We will create this dataframe by merging mitre_df and anssi_df on the CVE column values.

In [20]:
anssi_df.columns = ['anssi_title', 'anssi_link', 'anssi_desc', 'anssi_published', 'type_publication', 'cve', 'epss_score'] # Renaming column names

DB = anssi_df.merge(mitre_df, on='cve', how='left')

In [21]:
def set_severity(cvss_score):
    if pd.isna(cvss_score):
        return np.nan
    
    if cvss_score >= 9:
        return "Critical"
    elif cvss_score >= 7:
        return "High"
    elif cvss_score >= 4:
        return "Medium"
    else:
        return "Low"

DB["base_severity"] = DB["cvss_score"].transform(set_severity)

In [22]:
DB

---

# **VI - Interpretation, analysis, and visualization of data:**

In [23]:
import matplotlib.pyplot as plt
import seaborn as sns

## 1) Histogram of vulnerability severity:

### *a. Result Formatting:*

In [24]:
# Code for plots remains same but comments would be translated
plt.title("Vulnerability Severity Distribution", fontsize=16, pad=20, fontweight='bold')
plt.xlabel("")
plt.ylabel("Occurrence")

### *c. Interpretation:*
We noted three observations:

- **Patching Priority**: Remediation efforts must focus on Red Hat / Linux, which not only suffers the most bulletins but also the most technically varied vulnerabilities.

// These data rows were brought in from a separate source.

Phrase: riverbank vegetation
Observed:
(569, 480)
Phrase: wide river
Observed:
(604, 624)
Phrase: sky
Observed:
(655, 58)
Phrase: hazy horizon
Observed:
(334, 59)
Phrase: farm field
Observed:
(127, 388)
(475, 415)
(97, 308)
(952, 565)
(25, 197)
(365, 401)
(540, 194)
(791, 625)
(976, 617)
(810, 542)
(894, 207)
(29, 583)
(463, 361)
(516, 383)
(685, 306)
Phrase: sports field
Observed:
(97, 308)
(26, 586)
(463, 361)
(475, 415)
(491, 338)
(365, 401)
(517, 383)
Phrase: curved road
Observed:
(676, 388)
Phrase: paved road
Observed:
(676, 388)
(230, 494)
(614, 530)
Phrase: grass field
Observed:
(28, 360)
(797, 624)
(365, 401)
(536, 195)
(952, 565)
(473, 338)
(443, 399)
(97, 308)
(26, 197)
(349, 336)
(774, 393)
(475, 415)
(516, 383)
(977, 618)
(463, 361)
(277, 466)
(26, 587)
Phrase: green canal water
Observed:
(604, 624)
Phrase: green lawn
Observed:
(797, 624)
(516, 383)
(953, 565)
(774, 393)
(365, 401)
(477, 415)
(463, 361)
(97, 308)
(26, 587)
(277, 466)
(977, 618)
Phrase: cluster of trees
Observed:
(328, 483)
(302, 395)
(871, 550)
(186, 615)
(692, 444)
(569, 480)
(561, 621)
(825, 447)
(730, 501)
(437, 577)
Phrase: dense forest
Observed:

- **Risk Vector #1**: Availability (DoS via resources) is the most frequent risk, but Memory Corruption is the deepest risk (often allowing remote code execution).

- **Data Observation**: It is interesting to note that the correlation matrix displays figures (e.g., 75 for Red Hat/CWE-22) much higher than the global occurrences graph. This suggests that a single bulletin can contain many CVEs, thus multiplying the actual impact per vulnerability type.